A very unusual kind of infectious pathogen is an abnormal protein called a prion, not associated with either DNA or RNA. Neurodegenerative diseases such as scrapie in sheep and bovine spongiform encephalopathy (BSE, or mad cow disease), as well as kuru and Creutzfeldt-Jakob disease in humans, are prion diseases. The abnormal protein is a refolded form of a normal brain protein, and prions cause the normal proteins to fold into the prion form in brains of infected individuals. Prions are very stable and are not destroyed by heat, light, or acid, so prions eaten in animal proteins can cause rapid or very delayed disease in the individual who ingested the prions. Animal tissues have been banned in animal feed in Europe and elsewhere, and many Europeans have stopped eating beef because of outbreaks of mad cow disease in England.

Fungi are plantlike parasites without chlorophyll, subdivided into yeasts and molds. They may cause skin infections or localized or systemic internal infections. Yeasts are single cells that are much more complex than bacteria, while molds have branching filaments (hyphae) extending into host cells to obtain nutrients. Fungi that colonize the skin (dermatophytes) may cause diseases such as mange or ringworm, while yeasts infect mucous membranes or other moist surfaces. The immune response can often control or eliminate fungal infections, but such infections can be lethal in immunocompromised hosts.

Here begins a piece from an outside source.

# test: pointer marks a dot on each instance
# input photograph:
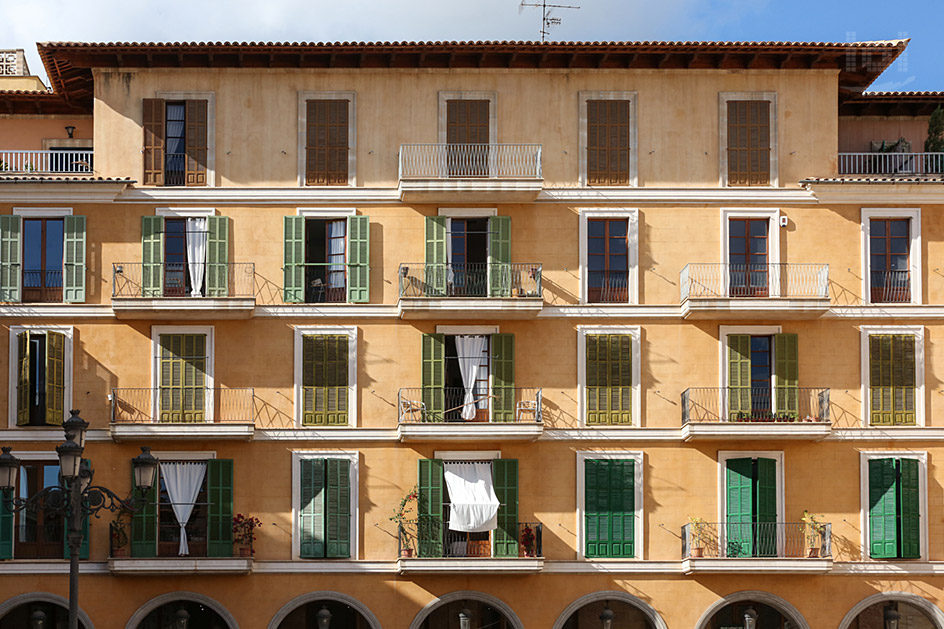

Parasites may enter the body or remain on the body surface as they obtain nutrients from a living animal host. The condition of having parasites is called infestation rather than infection, but disease generally results from the parasites’ effects on the host. Diseases caused by protozoan parasites include amebic dysentery, giardiasis, toxoplasmosis, malaria, and pneumocystis pneumonia. Important parasitic worms are roundworms, tapeworms, and flukes, which infest nearly all animals, and often have multiple host species during their complex life cycles. Worms may reside in the digestive tract, heart, liver, lungs, eyes, lymphatic system, skeletal muscle, or other organs and systems, where they can cause malnutrition, tissue damage, and death of the host.

In vector-borne diseases, blood-sucking insects such as lice and mosquitoes, or other arthropods such as ticks and mites, act as vectors that transmit protozoan parasites, bacteria, or viruses to a host animal during blood removal. Arthropod-vectored diseases with animal reservoir hosts have caused many major diseases in humans, such as malaria, yellow fever, hantavirus diseases, Lyme disease, West Nile virus, sleeping sickness, and several forms of encephalitis. All animals are subject to infestation by many parasites against which the immune system responds. The reduction of parasite load in humans and domestic animals in industrialized societies is thought to be related to the increased incidence of allergy in both humans and pets.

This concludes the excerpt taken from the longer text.